I gnashed my teeth, fighting the urge with sheer will. I sniffed again. Not werewolf.
Jaguar, perhaps. Or maybe some other shifter in the cat family...
I returned the bottle, forcing my hands to be steady. Why would the queen be drinking blood?
Longevity? Power? Black magic?
Maybe all of it.
Memory stirred again... about the delivery that had come for the queen when I still worked with Levina at the store. The box, with a strange unlocking mechanism, which contained bottles we had thought were filled with wine.
I cursed softly under my breath, stepping back from the cupboard, pulse still racing.
Then—
A click.
Soft. Distinct.
My head snapped toward the library, aware of the shelves trembling.
What was going on?
Stone shifted. Wood parted. Slowly, the structure divided, revealing a narrow opening behind it—a passage cloaked in darkness so dense it seemed to swallow light whole.
The light in the chamber was bright, yet the darkness did not recede. It remained absolute.
My brows knit as I stared. What manner of darkness resisted illumination?
The air around it felt wrong—cooler, heavier, threaded with strange magic that prickled against my skin.
Is this where she conducts her experiments?
Curiosity sat in my mind. I stepped closer, the threshold looming, breathing cold against my senses.

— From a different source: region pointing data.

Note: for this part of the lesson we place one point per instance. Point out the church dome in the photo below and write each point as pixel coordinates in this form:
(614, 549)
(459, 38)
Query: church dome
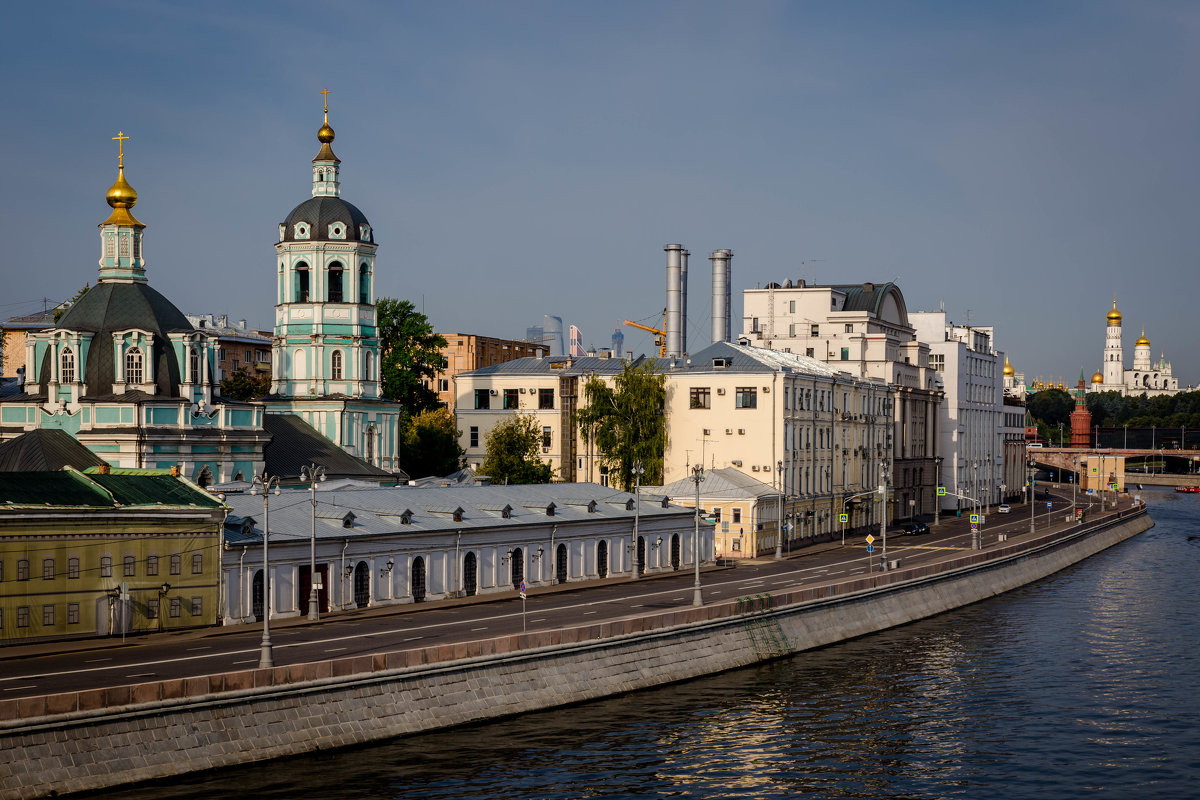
(111, 307)
(323, 211)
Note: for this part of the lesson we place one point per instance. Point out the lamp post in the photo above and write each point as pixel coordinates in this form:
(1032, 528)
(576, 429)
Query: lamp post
(311, 474)
(779, 522)
(265, 483)
(639, 470)
(697, 475)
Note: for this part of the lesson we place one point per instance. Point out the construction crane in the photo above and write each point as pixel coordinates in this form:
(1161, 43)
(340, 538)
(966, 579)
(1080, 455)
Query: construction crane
(660, 337)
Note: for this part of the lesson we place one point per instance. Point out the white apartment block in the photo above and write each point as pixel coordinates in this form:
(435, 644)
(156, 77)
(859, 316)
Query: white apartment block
(864, 330)
(972, 421)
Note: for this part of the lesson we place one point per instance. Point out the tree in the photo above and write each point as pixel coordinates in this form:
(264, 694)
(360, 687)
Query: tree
(411, 355)
(429, 444)
(241, 384)
(514, 452)
(628, 421)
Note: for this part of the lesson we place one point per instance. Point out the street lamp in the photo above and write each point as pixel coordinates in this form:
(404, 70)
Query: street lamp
(311, 474)
(697, 475)
(639, 470)
(265, 483)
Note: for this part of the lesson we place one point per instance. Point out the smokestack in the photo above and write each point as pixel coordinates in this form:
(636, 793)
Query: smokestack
(721, 262)
(675, 302)
(683, 301)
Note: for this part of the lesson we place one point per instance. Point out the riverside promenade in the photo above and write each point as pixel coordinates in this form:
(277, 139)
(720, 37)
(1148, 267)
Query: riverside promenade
(88, 715)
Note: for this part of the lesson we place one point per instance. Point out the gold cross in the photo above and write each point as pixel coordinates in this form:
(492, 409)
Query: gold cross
(120, 146)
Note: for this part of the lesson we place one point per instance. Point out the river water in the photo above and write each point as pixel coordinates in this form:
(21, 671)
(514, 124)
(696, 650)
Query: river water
(1081, 684)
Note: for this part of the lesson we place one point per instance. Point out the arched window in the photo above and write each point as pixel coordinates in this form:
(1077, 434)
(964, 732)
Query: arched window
(133, 366)
(299, 364)
(66, 366)
(301, 282)
(335, 282)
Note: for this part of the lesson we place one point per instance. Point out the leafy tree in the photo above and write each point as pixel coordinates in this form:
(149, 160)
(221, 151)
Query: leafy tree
(411, 355)
(241, 384)
(514, 452)
(429, 444)
(628, 421)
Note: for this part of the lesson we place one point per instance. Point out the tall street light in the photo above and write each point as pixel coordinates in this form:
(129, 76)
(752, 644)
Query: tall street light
(311, 474)
(265, 483)
(639, 469)
(697, 475)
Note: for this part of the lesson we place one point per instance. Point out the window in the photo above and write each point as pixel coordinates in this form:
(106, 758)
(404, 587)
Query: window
(133, 366)
(747, 397)
(66, 366)
(335, 365)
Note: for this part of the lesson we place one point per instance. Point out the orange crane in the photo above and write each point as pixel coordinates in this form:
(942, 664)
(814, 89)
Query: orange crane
(660, 337)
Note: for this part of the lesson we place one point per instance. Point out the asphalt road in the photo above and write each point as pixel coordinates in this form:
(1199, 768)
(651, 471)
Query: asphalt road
(70, 666)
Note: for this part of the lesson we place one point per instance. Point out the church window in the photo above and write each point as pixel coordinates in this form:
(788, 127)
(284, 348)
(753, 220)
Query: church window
(301, 282)
(66, 366)
(335, 366)
(133, 366)
(335, 282)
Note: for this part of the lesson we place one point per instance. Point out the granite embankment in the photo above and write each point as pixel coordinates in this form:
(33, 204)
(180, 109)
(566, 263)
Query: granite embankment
(91, 739)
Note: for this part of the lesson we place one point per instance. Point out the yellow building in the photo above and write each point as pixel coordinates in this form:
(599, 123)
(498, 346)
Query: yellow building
(106, 551)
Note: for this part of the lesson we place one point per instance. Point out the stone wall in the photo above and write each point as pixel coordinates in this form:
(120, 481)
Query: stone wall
(91, 739)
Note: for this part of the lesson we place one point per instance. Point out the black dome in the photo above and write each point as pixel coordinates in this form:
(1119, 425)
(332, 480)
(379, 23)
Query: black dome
(111, 307)
(322, 211)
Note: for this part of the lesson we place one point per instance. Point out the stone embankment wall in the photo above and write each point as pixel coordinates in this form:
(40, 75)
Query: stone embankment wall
(91, 739)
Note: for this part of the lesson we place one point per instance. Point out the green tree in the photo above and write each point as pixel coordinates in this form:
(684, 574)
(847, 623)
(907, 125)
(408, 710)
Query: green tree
(429, 444)
(628, 421)
(411, 355)
(514, 452)
(241, 384)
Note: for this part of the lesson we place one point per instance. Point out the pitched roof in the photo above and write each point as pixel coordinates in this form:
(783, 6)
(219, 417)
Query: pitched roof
(45, 450)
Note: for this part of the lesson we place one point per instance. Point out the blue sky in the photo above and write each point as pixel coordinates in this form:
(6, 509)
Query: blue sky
(1018, 162)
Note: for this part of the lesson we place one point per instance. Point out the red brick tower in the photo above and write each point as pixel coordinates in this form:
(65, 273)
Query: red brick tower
(1080, 419)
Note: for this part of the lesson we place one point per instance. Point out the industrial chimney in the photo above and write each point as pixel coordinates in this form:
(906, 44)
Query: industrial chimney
(675, 300)
(721, 262)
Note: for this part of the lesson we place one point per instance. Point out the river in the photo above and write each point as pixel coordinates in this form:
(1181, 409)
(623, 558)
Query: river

Then El’s voice brushed against my mind, tight with worry. Sage—turn back. This feels wrong.
"I need answers," I murmured under my breath, heart hammering. "I can’t keep guessing."
Fear flickered through her presence. This place reeks of danger. I don’t like this darkness... It smells like a trap.
"Then I’ll face it."
Before doubt could root itself deeper, I stepped forward, and plunged into the darkness.